Atlantico : Que peuvent nous dire les thèses de Mundell de la situation de la zone euro ? 

Alexandre Delaigue : On a dit de Mundell qu’il était le père spirituel du passage à l’euro. Ce n’est pas tout à fait exact.  Si on regarde la théorie en elle-même, elle peut conduire à être relativement sceptique sur cette décision en émettant l’idée que toutes les conditions n’étaient peut-être pas réunies pour pouvoir passer à l’euro. Pour autant, lui-même était plutôt favorable à cette décision. Sortir de la zone euro, c’était une question qui était beaucoup posée il y a une dizaine d’années, au moment de la crise de la zone euro. De fait, c’était une crise « à la Mundell ». Elle était réellement liée au fait que la zone euro intégrait la liberté des mouvements de capitaux, la parité fixe – avec la même monnaie dans tous les pays – mais plus d’autonomie de la politique monétaire.  Cela ne semblait pas être un problème jusqu’au moment où on s’est demandé s’il n’aurait pas fallu que certains pays sortent de l’euro. Cet aspect reste prégnant car la zone euro demeure une zone à construire. On se pose moins la question aujourd’hui mais il y a toujours des tensions et des problèmes d’incomplétude en son sein. Dans cette optique, certains défendent un fédéralisme européen et un budget européen. On peut envisager aussi une harmonisation qui se ferait au niveau des marchés des produits et du travail. Cela signifierait un salaire minimum européen, une assurance chômage commune et peut être le développement de technologies de traduction.. Mundell offre un cadre d’analyse pour comprendre la zone euro et déterminer ce qu’il pourrait manquer pour qu’elle fonctionne.

Atlantico : Est-il possible d’élargir ses analyses à d’autres espaces ?

Alexandre Delaigue : Cela peut permettre de réfléchir à d’autres débats du même ordre dès que se pose une question monétaire. La théorie de Mundell nous dit que quand il y a des gros décalages économiques entre pays, il faut des instruments qui donnent de la flexibilité : le contrôle du mouvement des capitaux, pour éviter une fuite des capitaux, mais ça ne marche pas très bien, ou alors faire bouger la parité de la monnaie, ce qui est très difficile à faire pour certains pays. 

Dans la zone du franc CFA, dont la monnaie va bientôt changer de nom, on s’interroge sur l’opportunité de certains changements.Par exemple, faut-il abandonner la parité fixe avec l’euro ou faut-il une monnaie unique ouest-africaine avec le Nigéria ? Si on veut réformer le franc CFA dans ce sens-là, Mundell fournit un cadre d’analyse et des mises en gardes.
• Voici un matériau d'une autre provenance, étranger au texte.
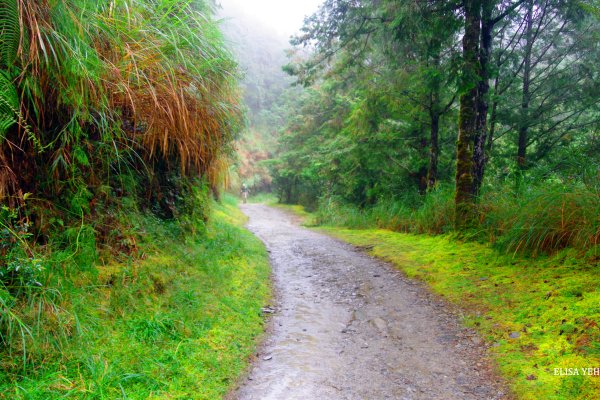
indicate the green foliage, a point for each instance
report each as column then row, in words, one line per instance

Par exemple, en alertant sur le fait que le Nigeria est un gros pays pétrolier, à côté de pays plus petits en taille comme en économie. 

C’est aussi le cas quand la Chine envisage d’internationaliser le Yuan. Le pays voudrait en faire une sorte de concurrent du dollar et un instrument de puissance économique. L’internationalisation de la monnaie entraine un certain nombre de contraintes en particulier en termes d’ouverture des capitaux. C’est donc une véritable base pour comprendre le système monétaire international.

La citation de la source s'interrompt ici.